First edition, first issue, without the author's name on the title page, of this seminal study of light and colour, a major contribution to the development of vernacular scientific literature. Newton arrived at most of his unconventional ideas on colour by about 1668. When he expressed these theories in public, they provoked hostile reactions, particularly on the continent. As a result, he delayed the publication of Opticks - which was largely complete by 1692 - until many of his most fervent critics were dead. In what was probably a further defensive move, the work was first published in English rather than Latin.
The first edition also includes two important mathematical treatises (omitted in later editions) describing Newton's invention of the fluxional calculus. These were intended to assert Newton's priority over Leibniz in its discovery.
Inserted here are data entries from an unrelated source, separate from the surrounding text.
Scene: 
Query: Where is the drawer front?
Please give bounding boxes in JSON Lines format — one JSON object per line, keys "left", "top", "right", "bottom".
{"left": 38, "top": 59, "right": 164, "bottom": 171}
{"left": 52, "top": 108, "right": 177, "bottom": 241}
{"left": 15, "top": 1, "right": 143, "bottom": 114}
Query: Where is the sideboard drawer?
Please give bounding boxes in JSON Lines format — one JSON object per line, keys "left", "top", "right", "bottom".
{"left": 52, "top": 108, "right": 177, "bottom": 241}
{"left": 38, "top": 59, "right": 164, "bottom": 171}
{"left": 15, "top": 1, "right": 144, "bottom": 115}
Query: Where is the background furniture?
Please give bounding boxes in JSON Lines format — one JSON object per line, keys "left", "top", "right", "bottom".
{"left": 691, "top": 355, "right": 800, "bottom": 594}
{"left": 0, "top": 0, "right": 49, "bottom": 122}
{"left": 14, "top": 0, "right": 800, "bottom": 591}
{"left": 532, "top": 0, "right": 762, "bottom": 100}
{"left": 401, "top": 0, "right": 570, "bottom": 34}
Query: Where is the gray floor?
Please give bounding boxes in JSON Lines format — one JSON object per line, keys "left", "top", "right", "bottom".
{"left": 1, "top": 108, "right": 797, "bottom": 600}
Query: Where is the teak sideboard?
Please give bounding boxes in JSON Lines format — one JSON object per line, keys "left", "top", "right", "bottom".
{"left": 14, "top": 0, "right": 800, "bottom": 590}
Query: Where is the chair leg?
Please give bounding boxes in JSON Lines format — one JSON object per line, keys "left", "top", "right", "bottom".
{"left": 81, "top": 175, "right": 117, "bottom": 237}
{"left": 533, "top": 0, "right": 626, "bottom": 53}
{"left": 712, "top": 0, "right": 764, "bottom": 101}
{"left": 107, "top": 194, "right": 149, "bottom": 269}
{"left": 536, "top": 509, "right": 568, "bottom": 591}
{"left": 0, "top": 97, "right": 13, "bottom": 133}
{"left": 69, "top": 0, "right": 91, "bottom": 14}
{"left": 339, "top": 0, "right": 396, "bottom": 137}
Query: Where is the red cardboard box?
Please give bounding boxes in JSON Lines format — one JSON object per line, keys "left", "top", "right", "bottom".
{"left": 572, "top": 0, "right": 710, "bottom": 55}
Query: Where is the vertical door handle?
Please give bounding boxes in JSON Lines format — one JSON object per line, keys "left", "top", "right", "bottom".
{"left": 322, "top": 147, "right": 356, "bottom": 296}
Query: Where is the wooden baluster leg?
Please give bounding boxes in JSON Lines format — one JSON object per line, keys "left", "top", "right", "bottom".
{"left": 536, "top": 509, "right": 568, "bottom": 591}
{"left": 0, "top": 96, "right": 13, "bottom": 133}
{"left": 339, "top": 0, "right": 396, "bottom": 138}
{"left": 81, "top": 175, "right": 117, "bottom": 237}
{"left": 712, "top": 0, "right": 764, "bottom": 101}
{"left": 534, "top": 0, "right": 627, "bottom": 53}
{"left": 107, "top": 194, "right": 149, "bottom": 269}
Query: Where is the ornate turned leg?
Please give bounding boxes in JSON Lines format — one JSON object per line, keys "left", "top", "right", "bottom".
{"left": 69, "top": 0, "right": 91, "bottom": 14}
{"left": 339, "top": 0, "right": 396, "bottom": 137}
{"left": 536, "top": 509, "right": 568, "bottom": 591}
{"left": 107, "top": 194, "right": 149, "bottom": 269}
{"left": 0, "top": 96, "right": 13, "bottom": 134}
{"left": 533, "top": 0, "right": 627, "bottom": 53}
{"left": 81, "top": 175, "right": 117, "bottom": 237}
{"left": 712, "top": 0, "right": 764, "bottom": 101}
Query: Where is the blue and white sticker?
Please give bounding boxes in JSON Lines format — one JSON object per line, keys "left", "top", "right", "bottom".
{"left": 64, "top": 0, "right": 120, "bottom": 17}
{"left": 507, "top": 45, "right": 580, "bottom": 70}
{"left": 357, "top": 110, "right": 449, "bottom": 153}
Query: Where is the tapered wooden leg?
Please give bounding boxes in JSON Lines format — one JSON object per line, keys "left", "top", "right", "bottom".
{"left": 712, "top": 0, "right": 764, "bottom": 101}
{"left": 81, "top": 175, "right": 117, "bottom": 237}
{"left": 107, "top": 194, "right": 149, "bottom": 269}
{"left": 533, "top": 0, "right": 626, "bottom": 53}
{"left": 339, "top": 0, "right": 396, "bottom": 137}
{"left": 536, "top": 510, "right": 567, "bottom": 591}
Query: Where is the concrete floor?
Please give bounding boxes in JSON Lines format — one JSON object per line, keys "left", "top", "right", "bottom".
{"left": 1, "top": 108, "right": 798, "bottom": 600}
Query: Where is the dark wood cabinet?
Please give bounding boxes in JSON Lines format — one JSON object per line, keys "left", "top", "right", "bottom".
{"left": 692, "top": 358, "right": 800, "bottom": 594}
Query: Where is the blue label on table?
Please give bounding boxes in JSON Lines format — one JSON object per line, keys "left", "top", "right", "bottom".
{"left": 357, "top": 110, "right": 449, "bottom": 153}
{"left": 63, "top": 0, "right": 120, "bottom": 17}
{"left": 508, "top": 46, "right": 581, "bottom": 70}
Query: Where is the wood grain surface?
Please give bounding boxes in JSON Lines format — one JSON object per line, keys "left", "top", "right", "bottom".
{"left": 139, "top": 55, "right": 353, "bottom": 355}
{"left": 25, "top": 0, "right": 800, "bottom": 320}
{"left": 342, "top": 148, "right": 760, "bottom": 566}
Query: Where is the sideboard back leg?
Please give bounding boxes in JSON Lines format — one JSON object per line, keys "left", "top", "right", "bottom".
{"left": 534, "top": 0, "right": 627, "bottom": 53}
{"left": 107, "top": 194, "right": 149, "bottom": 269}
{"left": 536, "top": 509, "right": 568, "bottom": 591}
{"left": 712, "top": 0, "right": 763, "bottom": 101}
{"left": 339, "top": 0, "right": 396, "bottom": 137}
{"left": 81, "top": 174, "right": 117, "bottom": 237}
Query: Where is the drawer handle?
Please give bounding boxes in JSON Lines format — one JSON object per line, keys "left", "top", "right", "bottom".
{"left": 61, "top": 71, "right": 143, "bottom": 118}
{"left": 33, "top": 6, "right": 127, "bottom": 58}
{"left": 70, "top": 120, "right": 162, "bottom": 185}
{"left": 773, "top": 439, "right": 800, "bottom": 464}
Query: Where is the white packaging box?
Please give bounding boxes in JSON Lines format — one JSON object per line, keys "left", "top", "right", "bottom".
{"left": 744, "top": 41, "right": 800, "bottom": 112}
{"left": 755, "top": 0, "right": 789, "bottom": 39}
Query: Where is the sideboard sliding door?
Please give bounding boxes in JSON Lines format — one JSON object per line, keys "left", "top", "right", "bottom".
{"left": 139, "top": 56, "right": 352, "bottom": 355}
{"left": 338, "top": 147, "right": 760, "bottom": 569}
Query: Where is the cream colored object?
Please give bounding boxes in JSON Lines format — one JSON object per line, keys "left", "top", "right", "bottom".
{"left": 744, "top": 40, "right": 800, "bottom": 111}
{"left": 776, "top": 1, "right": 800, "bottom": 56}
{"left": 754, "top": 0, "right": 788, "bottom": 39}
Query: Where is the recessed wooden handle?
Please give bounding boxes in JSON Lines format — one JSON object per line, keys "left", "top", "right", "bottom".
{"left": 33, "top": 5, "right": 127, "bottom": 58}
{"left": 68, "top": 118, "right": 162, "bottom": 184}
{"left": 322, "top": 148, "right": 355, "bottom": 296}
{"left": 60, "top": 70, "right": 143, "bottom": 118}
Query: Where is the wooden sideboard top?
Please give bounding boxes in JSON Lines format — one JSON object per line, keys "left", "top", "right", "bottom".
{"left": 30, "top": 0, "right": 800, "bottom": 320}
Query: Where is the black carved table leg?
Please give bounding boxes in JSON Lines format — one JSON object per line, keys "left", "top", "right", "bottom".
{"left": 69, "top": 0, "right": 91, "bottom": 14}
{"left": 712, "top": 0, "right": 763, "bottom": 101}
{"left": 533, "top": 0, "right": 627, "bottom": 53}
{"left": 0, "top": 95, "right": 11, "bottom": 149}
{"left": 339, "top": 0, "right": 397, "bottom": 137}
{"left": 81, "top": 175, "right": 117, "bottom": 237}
By about 1715, Opticks had established itself as a model for interweaving theory with quantitative experimentation. Newton's aim was not to "explain the properties of light by hypotheses, but to propose and prove them by reason and experiments" (p. 1). The work's greatest achievement was to show that colour is a mathematically definable property. Newton demonstrates that white light is a mixture of infinitely varied coloured rays (manifest in the rainbow and the spectrum) and that each ray is definable by the angle through which it is refracted on entering or leaving a given transparent medium.
"Newton's Opticks did for light what his Principia had done for gravitation, namely place it on a scientific basis" (Babson). Provenance: the Tankerville Earls of Chillingham Castle, with their engraved armorial bookplate on the front pastedown. This may be that of Charles Bennet (1674-1722), 1st Earl, whose mother was the noted book collector Bridget Bennet. READ MORE Quarto (239 x 182 mm), pp. [iv], 144, 211 (= 213, two blank pages left unnumbered). Contemporary panelled calf, rebacked to style, spine ruled in blind, red morocco label lettered in gilt, raised bands, edges sprinkled red. With 19 folding engraved plates, tables in text, title page printed in red and black. Extremities restored. "Sheffield / Pat Strang", with his contemporary ink inscription on the front free endpaper. Contents crisp, infrequent finger soiling and foxing, short closed tears to outer margins of sig. A1 and plate XVII, damp stain to upper outer margins of 2H3-4, small holes to lower outer corners of 2Z2 and 3D4, tear to outer margin of plate II neatly repaired: a very good copy. Babson 132 (1); Dibner, Heralds of Science 148; ESTC T82019; Gray 174; Grolier/Horblit 79b; Norman 1588; Printing and the Mind of Man 172; Wallis 174.